The tool is a side-project that I worked on in my free time and weekends. The idea for the project stems from the observation that I have at L'Oréal. Social medial evaluation is one of the most tedious tasks that we have. Manually copying every comment and classifying them can grow extremely frustrating when it comes to hundreds or even thousands. Employees have to spend most of their working day doing it when a campaign hits.
The project aligns perfectly well with my philosophy of ML design. Employing machine learning systems to reduce unnecessary working hours and harvest the potential of unstructured data. Hopefully, it is also the first foundation to a larger market monitoring system, a personal project goal of mine.
The tool is not perfect. Due to the nature of a problem (few-shot learning), the classifier is exposed to a limited amount of data. However, the tool changes the problem type for end-user from classification to validation, which can significantly reduce effort. A loop-back system is also implemented to improve the model over time as uses. The automation of comment download is too a tremendous help.
The tool is built fully using Python, from data crawling to classification, using multiple different libraries to create a full pipeline.
Since there is no Facebook comment dataset out there, and the label is designed for optima social media post evaluation. Therefore, this boils down to a few-shot problem and depends on the amount of data that I can crawl and manually classify.
The label for this data will be the following:
Brand Love (L)
Brand Hate (H)
Question - Interest of the product (Q)
Discuss, Reply to tag only (D)
Page Getter
Facebook is relatively private when it comes to anonymous users. Therefore, a simple request is not going to be usable. The Facebook API is also considered, but it has a fixed quota and will cost extra if it exceeds the limit.
My solution is an HTML getter using Selenium. It will mimic and have access to any information available to a normal user. Selenium is needed to help add my personal account cookies to the browser to save login time and validation.

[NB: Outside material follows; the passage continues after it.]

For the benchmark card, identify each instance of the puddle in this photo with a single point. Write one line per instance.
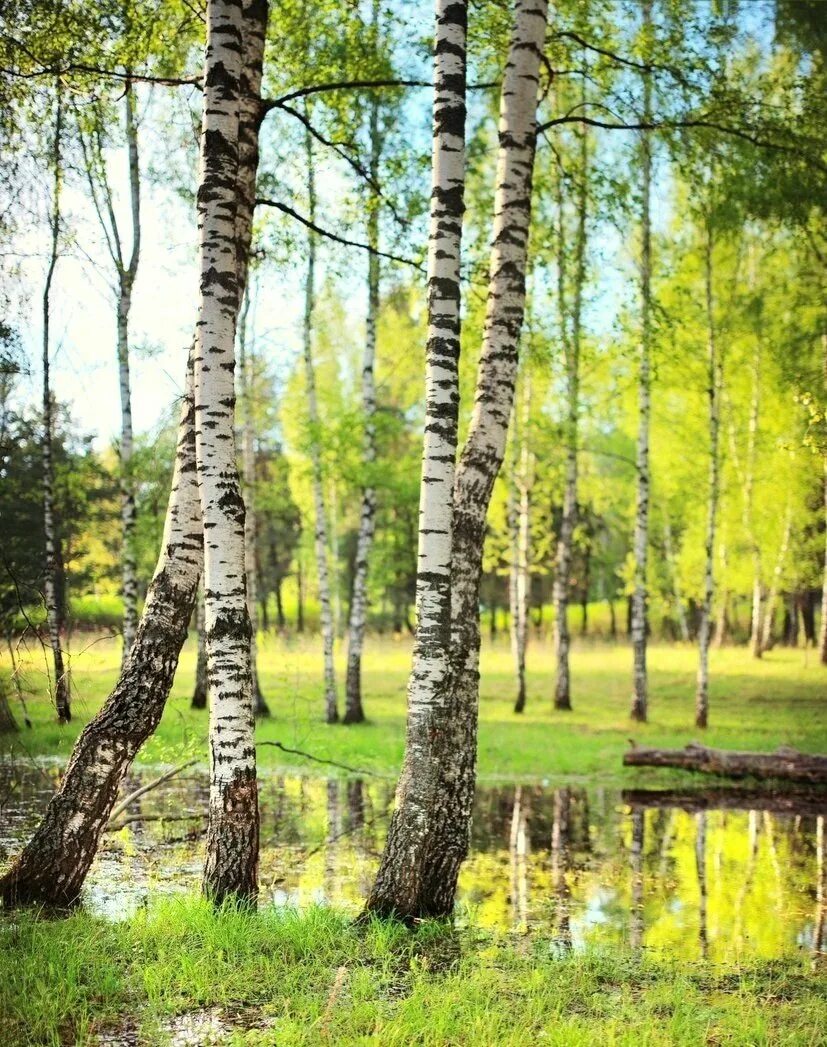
(725, 875)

In this project rather than using the normal Facebook URL, the m.facebook version is employed, a lighter version of Facebook for phone’s browsers. The special thing about this version is its simple structure, easy to understand HTML layout.
Since we need the full HTML page of the post, the power of interaction from Selenium is utilized
click to extend every comment
click to get reply on a post
Comment Getter
A comment getter is relatively simple since the page getter has done most of the hard work. Its only job is to extract comments and replies using class using BeautifulSoup via class name.

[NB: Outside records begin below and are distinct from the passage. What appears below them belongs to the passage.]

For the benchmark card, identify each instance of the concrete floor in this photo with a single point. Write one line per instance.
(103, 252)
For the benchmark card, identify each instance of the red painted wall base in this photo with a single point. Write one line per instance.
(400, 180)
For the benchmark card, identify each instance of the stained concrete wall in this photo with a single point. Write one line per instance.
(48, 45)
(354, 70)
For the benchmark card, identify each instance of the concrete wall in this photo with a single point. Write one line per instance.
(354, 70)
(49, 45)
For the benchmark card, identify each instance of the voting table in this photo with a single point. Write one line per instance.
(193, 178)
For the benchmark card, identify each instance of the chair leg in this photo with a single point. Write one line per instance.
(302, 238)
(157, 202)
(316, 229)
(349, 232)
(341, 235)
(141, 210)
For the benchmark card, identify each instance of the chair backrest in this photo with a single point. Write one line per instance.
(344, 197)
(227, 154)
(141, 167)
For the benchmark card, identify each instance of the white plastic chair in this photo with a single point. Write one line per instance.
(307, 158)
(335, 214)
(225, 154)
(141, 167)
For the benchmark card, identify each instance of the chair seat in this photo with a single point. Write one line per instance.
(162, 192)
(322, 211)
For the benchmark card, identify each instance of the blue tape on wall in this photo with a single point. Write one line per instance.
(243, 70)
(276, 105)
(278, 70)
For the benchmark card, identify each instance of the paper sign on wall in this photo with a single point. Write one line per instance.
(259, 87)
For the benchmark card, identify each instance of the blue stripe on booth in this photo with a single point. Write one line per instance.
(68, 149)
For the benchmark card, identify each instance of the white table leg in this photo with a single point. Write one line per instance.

Luckily the m.facebook structure is fix and class names are the same across multiple post pages.
I am personally most excited about this part. Many solutions are considered, from a normal probabilistic model to a sequential architecture. A prominent possibility is to use the available Amazon review dataset to train a Bidirectional GRU model, then use it to predict the mined comment. However, this approach has many drawbacks. The distribution of Facebook post comments and Amazon reviews is significantly different. Moreover, the label of the Amazon dataset is a rating given by the customers, which is not optimal for social medial evaluation.
Because of the lack of labeled data, the project is basically a few-shot learning problem. The final solution and I believe to be the best approach, is to implement transfer learning using BERT, SVC, and a loop-back system.
Transformer
BERT (Bidirectional Encoder Representations from Transformers) developed by Google AI, the most state-of-the-art deep learning model out there, perform significantly well in a wide variety of NLP tasks. In this case, BERT can be used as a transfer to convert word to vector, a feature extractor.
This feature extractor is extremely powerful and able to capture the context of a given corpus, in terms significantly reduced the sample needed. Transfer learning, the method that resues a more advanced model to assist similar issues has corrected our lack of training example perfectly.
Moreover, the up-sampling technique is also employed to assist with some of the unbalanced labels. This may cause overfit at the beginning, but the problem should be fixed as the dataset grows.
Classifier
SVC (Support Vector Machine Classifier) is famous for its ability to deal with high-dimensional data. A BERT transformer can convert text to a 768 number array, and the fact that training examples are limited, SVC is perfect for the job.
As the training set grows, SVC can notably slow down, by then we can substitute it with another model.
Loop-back
The Loop-back system is an idea of my to improve the performance of the model as end-user run the tool. As mentioned before, the model is not perfect, the lack of training data and up-sampling techniques can cause significant overfitting.
However, the tool transforms the problem for end-user from classification to validation. And employees validate the results of the model, that data can be collected for further training. Creating a natural feedback system, which helps refine the performance of the tool as time goes by.